Monday, January 28, 2013

Earthly Mother

You guys. It is 6:50 a.m. and I just peeled myself out of my gloriously warm bed to sit in the dark and blog. Why? Because a couple of weeks ago I had a large-ish freak out about all of the things in my life that have fallen by the wayside in the midst of having four small children. And I realized that in order to do these things (things for me--blogging, playing the piano, running, sewing), I was going to have to make some sacrifices and be a better planner. So I sat down and prepared a rigorous weekly schedule to follow. It was like being a missionary again, planning carefully for optimum productivity. And I am super excited about it. Mondays at 6:30= blogging, so here I go. I know, I am kind of a big dork, but I don't care.
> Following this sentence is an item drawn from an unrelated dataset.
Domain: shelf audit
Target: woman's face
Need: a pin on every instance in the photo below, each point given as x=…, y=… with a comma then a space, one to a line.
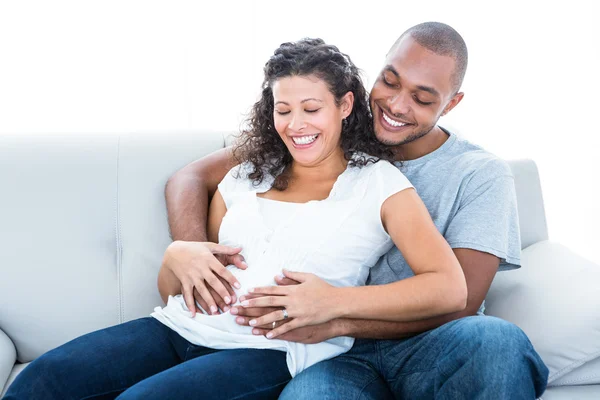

2013 should have started with a bang. We set some great goals. But the new year also brought two viruses, so we spent the first half of January battling coughs, fevers, and the barfs. Awesome. It all lifted, thankfully, just in time to fly to Phoenix to be with family. Do you know what is glorious? Phoenix, Arizona in January. The sunshine did my soul so much good. We played with cousins, swam in the pool, hiked in the desert, and frequented all of our favorite food establishments that we don't have here in Smalltown, USA. (In-n-Out and Jamba, anyone?) And here's what I realized on vacation: I am too serious. I need to relax more, have fun more, smile more, laugh more, take my children on more adventures. Better put that on the new schedule (she said with a wink).

People ask me all the time what it's like to have four kids. I still maintain that the adjustment from zero children to one child is the hardest. But having four 6 and under is a bit of a bear as well. Especially the two babies part. And I know I'm not the first to do this, and lots of you out there have more kids, spaced even tighter. Here's the deal-- it's a bit crazy, but I love it. And I chose it. So I'm trying hard to own it. About six years ago I started this blog. Reflecting and writing helped me realize what kind of mother I wanted to be and that if I wanted to be an awesome 'career mother,' I needed to throw myself into it the same way I had with my mission and my teaching career. Now I'm deep in the trenches and can hardly remember how life felt without four dependents. I don't know that I'd call myself awesome yet, but I'm hard at work.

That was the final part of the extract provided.